SimpleType funcReturnType;
EFunctionReturnType fType;
if (!env->LookupFunctionReturnType(fType, funcReturnType))
  return;
if (funcReturnType != ST_VOID)
  return;

Diagnosis 5

V505. The 'alloca' function is used inside the loop. This can quickly overflow stack.

Yes, we could try to implement this rule relying on regular expressions.

But I wouldn't try to find out where the loop starts and ends for one could think up so many funny situations with curly brackets in comments and strings.

{
  for (int i = 0; i < 10; i++)
  {
    //A cool comment. There you are { - try to solve it. :)
    char *x = "You must be careful here too {";
  }
  p = _alloca(10); // Are we inside the loop or not?
}

Diagnosis 6

V506. Pointer to local variable 'X' is stored outside the scope of this variable. Such a pointer will become invalid.

We must handle variables' scope to detect these errors. We must also know types of variables.

This diagnosis cannot be implemented relying on regular expressions.

Diagnosis 7

V507. Pointer to local array 'X' is stored outside the scope of this array. Such a pointer will become invalid.

This diagnosis cannot be implemented relying on regular expressions.

Diagnosis 8

V508. The use of 'new type(n)' pattern was detected. Probably meant: 'new type[n]'.

It is good to detect misprints of this kind:

float *p = new float(10);

Everything looks simple and it seems we could implement this diagnosis using regular expressions if we knew the type of the object being created. No way. Once you change the text a bit, regular expressions become useless:

typedef float MyReal;
...
MyReal *p = new MyReal(10);

This diagnosis cannot be implemented relying on regular expressions.

Diagnosis 9

V509. The 'throw' operator inside the destructor should be placed within the try..catch block. Raising exception inside the destructor is illegal.

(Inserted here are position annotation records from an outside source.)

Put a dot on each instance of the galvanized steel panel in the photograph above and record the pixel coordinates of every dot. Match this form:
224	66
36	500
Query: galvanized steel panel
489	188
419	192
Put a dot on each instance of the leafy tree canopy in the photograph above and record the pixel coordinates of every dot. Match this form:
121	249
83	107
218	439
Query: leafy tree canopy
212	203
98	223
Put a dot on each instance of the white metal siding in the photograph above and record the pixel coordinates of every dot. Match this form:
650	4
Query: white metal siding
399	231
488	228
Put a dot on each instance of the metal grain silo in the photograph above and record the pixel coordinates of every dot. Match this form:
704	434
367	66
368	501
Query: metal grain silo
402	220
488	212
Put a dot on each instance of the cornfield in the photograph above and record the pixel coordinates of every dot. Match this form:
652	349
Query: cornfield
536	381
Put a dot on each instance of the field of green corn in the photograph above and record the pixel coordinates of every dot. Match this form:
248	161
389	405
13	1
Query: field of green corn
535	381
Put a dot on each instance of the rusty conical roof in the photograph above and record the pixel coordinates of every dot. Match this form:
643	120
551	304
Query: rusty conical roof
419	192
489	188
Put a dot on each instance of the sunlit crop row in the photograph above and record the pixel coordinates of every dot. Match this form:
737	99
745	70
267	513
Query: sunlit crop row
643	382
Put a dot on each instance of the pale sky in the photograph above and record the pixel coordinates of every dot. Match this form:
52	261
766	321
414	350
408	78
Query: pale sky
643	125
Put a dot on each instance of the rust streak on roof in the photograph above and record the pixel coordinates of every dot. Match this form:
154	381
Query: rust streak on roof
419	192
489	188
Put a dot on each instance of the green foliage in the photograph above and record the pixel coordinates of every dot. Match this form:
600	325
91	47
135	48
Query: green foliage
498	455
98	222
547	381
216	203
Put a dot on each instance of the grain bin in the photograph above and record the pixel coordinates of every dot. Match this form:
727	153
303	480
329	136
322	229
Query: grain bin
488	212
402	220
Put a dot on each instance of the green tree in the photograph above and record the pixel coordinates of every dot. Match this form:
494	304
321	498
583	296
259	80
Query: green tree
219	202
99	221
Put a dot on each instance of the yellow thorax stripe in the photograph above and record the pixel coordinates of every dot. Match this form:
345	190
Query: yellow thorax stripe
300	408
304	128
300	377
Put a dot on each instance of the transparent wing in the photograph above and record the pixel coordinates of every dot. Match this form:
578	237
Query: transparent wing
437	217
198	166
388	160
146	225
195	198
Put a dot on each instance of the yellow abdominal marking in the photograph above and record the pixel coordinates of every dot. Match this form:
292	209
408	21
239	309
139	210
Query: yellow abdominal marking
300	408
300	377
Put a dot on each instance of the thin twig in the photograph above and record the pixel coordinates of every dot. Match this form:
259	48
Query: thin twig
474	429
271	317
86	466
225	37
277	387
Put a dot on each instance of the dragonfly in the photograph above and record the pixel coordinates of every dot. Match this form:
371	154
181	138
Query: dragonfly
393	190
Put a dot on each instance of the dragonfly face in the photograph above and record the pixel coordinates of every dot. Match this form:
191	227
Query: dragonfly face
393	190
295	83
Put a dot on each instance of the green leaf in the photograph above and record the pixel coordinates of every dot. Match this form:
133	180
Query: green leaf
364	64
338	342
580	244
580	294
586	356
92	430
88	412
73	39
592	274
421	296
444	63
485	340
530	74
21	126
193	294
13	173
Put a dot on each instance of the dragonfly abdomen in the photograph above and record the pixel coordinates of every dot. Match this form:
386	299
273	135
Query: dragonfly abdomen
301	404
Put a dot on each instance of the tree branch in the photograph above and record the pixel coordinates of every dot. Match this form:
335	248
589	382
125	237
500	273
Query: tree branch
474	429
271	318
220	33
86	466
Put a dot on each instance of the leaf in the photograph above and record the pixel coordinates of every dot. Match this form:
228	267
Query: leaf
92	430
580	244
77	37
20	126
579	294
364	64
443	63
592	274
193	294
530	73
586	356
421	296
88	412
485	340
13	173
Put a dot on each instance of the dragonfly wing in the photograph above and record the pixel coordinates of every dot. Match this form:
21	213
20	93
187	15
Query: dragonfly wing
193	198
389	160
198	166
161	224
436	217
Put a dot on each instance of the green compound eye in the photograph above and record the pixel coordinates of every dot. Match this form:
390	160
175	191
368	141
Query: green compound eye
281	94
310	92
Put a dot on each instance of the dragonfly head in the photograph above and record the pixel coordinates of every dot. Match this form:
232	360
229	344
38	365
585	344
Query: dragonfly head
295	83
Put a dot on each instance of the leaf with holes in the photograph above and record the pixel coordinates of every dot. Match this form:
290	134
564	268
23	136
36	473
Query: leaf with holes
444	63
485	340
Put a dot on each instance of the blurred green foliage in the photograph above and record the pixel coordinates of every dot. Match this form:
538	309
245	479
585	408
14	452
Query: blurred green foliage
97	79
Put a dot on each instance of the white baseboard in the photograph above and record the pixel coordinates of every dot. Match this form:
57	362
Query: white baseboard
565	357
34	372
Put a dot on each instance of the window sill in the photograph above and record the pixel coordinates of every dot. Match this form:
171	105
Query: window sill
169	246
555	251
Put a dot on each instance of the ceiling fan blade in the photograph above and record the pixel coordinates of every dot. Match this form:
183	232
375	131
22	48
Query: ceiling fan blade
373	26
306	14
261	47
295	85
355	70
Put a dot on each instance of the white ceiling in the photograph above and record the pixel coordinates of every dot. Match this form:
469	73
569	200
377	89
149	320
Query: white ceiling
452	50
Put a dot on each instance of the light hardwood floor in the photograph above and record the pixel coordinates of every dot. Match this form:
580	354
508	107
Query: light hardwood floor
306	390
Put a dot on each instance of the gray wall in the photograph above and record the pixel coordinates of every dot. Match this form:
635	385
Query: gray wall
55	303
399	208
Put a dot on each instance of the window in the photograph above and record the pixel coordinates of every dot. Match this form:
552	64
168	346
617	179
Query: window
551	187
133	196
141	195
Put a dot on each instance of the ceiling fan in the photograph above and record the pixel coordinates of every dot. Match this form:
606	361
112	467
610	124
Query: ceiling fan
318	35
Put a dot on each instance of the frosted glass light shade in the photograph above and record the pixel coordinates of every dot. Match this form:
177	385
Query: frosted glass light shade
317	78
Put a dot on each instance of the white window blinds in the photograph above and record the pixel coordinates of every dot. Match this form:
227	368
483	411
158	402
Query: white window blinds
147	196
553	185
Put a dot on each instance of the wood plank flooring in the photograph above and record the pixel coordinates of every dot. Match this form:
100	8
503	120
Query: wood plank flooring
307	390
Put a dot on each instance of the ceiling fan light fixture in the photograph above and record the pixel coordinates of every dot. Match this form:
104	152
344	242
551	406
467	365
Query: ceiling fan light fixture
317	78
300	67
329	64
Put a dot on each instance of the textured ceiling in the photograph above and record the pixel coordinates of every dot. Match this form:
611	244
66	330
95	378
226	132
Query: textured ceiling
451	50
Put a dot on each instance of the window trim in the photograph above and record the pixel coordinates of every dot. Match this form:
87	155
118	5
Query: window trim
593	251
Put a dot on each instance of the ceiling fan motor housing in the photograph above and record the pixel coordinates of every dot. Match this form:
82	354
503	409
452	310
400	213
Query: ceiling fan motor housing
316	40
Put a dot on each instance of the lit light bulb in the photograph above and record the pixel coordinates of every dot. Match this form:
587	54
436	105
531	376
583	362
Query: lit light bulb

Yes, we could try to make this check using regular expressions. Destructors are usually small functions and we will hardly meet any troubles with curly brackets there.

But you will have to sweat over regular expressions to find the destructor function, its beginning and end and find out if it contains throw which is caught in catch. Do you imagine the whole amount of work? Can you do a thing like that?

Well, I can. This is how I made it in a very smart way in PVS-Studio (the rule is given in full):

void ApplyRuleG_509(VivaWalker &walker, Environment *env,
  const Ptree *srcPtree)
{
  SimpleType returnType;
  EFunctionReturnType fType;
  bool res = env->LookupFunctionReturnType(fType, returnType);
  if (res == false || returnType != ST_UNKNOWN)
    return;
  if (fType != DESTRUCTOR)
    return;

  ptrdiff_t tryLevel = OmpUtil::GetLevel_TRY(env);
  if (tryLevel != -1)
    return;
  string error = VivaErrors::V509();
  walker.AddError(error, srcPtree, 509, DATE_1_SEP_2010(), Level_1);
}

Diagnosis 10

V510. The 'Foo' function is not expected to receive class-type variable as 'N' actual argument.

This rule concerns passing classes of std::string type and the like as arguments into functions of printf type. We need types. That is, this diagnosis cannot be implemented relying on regular expressions as well.

Summary

I hope I have made the situation with regular expressions, syntax trees and static code analysis clearer to you. Thank you for your attention. Once again I ask you to download and try PVS-Studio. I would also appreciate if you ask questions but I am not intending to get into debates about what regular expressions can give us and what they cannot. It is not interesting. They do allow us to get much, but they do not allow us to get even more. C++ can be successfully parsed only using the grammatics mathematical apparatus.